If we could measure all of these markers, or levers, very early, before autism manifests, and nudge them a bit, we could potentially move a child off of a trajectory that leads to autism. It could be, though, that these combinations of developmental liabilities are themselves effects of earlier developmental forces that play themselves out in utero (rather than after birth), and then we’re going to have to take a different approach to intervention.

S: What happens after autism manifests, according to this model, and what does that say about biomarkers?

JC: That’s the second part of the story. In identical twins, when one twin has autism, 95 percent of the time the other twin has it too. But we were surprised to learn that they can have remarkably different levels of autism severity, with coefficients of correlation suggesting that only 5 to 10 percent of the cause of severity is shared between two identical twins. One prior report noted this, but the findings weren’t commonly incorporated into thinking about inheritance in autism, and it wasn’t common for twin studies to quantify severity in standardized ways. Whenever a pair of identical twins reared together is different for a trait of interest, one has to trace the difference to non-shared environmental factors.

S: What might those be?

JC: Three things can make a pair of identical twins turn out different from each other. One is measurement error. Another is a highly influential event that occurred in one twin but not in the other — for example, a perinatal stroke, or child abuse. The third thing is what’s called stochastic influences — random, minor events that in a typically developing person would have zero effect but in someone with a neurodevelopmental condition [might have] much higher consequences. It’s like a puff of wind at the wrong time, and your brain goes in direction X instead of direction Y for reasons we don’t understand. We think stochastic influences can be very influential in brain development when your brain is vulnerable because of a condition such as autism. What we have learned from studies of identical twins is that a child’s autism can be more or less severe almost by chance, and differences in severity can accrue over time as kids get older.

S: How would you advise researchers who are searching for autism biomarkers?

JC: First, we should differentiate inherited, familial autism from autism caused by de novo mutations. De novo mutations are not inherited, and there is a difference in the types of autism engendered by such mutations in that they are predominantly associated with intellectual disability, whereas inherited autism is much more commonly (not exclusively) associated with intellectual development in the typical range. An appeal to the field is to separate inherited (multiplex) from sporadic (simplex) cases in study samples, recognizing that they represent potentially distinct pathways to autism and that inherited autistic syndromes are the most common in the population.
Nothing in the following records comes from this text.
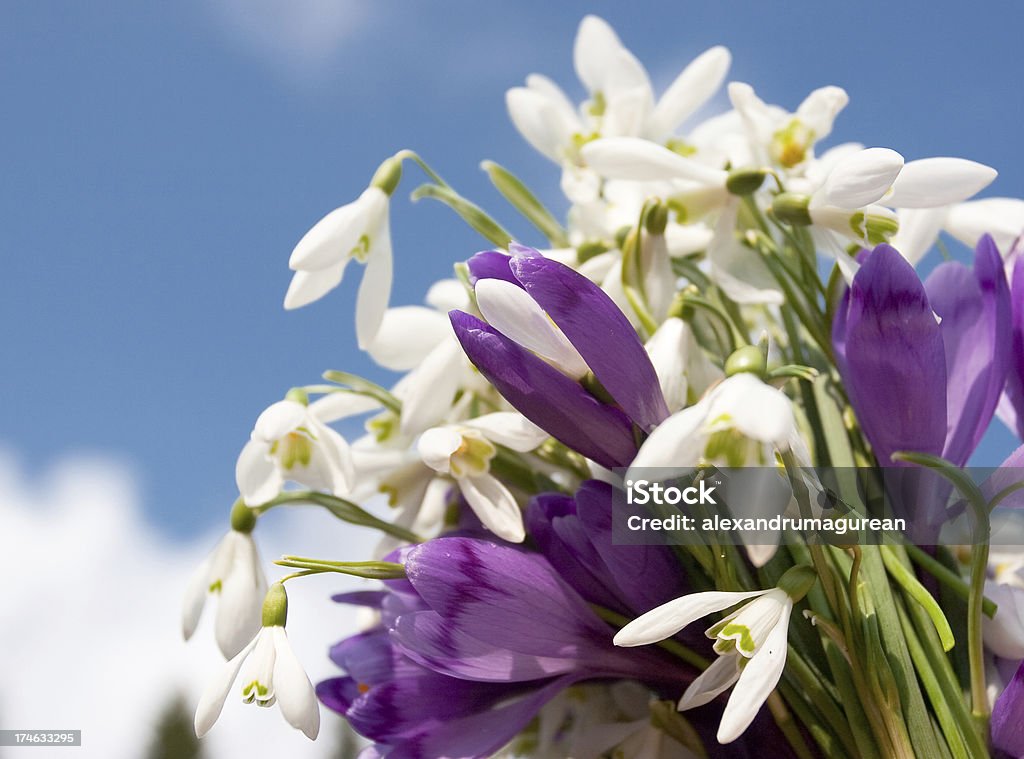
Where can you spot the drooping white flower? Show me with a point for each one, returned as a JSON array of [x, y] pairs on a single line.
[[290, 443], [270, 674], [621, 102], [232, 572], [464, 451], [740, 422], [358, 230], [751, 643]]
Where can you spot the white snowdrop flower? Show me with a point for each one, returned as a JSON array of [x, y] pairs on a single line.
[[464, 451], [270, 674], [751, 644], [358, 230], [291, 443], [232, 572]]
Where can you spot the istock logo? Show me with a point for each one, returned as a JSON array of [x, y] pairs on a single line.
[[642, 492]]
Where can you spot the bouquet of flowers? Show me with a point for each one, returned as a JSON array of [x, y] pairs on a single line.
[[689, 481]]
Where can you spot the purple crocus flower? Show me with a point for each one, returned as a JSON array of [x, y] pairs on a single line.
[[550, 328], [1007, 725], [924, 364], [478, 638]]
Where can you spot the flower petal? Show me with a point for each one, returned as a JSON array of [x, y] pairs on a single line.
[[862, 178], [495, 506], [665, 621], [212, 701], [938, 181], [307, 287], [600, 332], [758, 679], [691, 89], [291, 684], [375, 289], [256, 475], [718, 678], [641, 160], [509, 309]]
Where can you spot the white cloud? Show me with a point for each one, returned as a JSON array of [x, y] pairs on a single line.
[[89, 616], [301, 36]]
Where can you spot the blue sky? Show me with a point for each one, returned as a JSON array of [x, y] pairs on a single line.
[[159, 161]]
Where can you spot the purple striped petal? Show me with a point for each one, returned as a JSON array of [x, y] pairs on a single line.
[[1012, 408], [975, 312], [545, 395], [600, 332], [1008, 717], [891, 357], [647, 575], [491, 264]]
Also, when trying to link a biomarker to the cause of inherited forms of autism, it may be most informative to study the association with predictors of autism before the condition manifests. A biomarker’s relationship with autism may change after autism is apparent. In parallel, we have to study traits predictive of autism not only in families affected by autism but in families in the general population.

Finally, when conducting a case-control study comparing children with autism and typically developing children, the controls have all the same levers of developmental liability — they’re just not as atypical in relation to that trait. Many unaffected controls carry substantial levels of one or more of the traits that confer autism risk — perhaps at the 70th percentile rather than at the 95th percentile. But if you’re not measuring them or controlling for them, you are by definition compromising statistical power to distinguish cases from controls on the basis of measurements of biomarkers that are principally related to those underlying traits.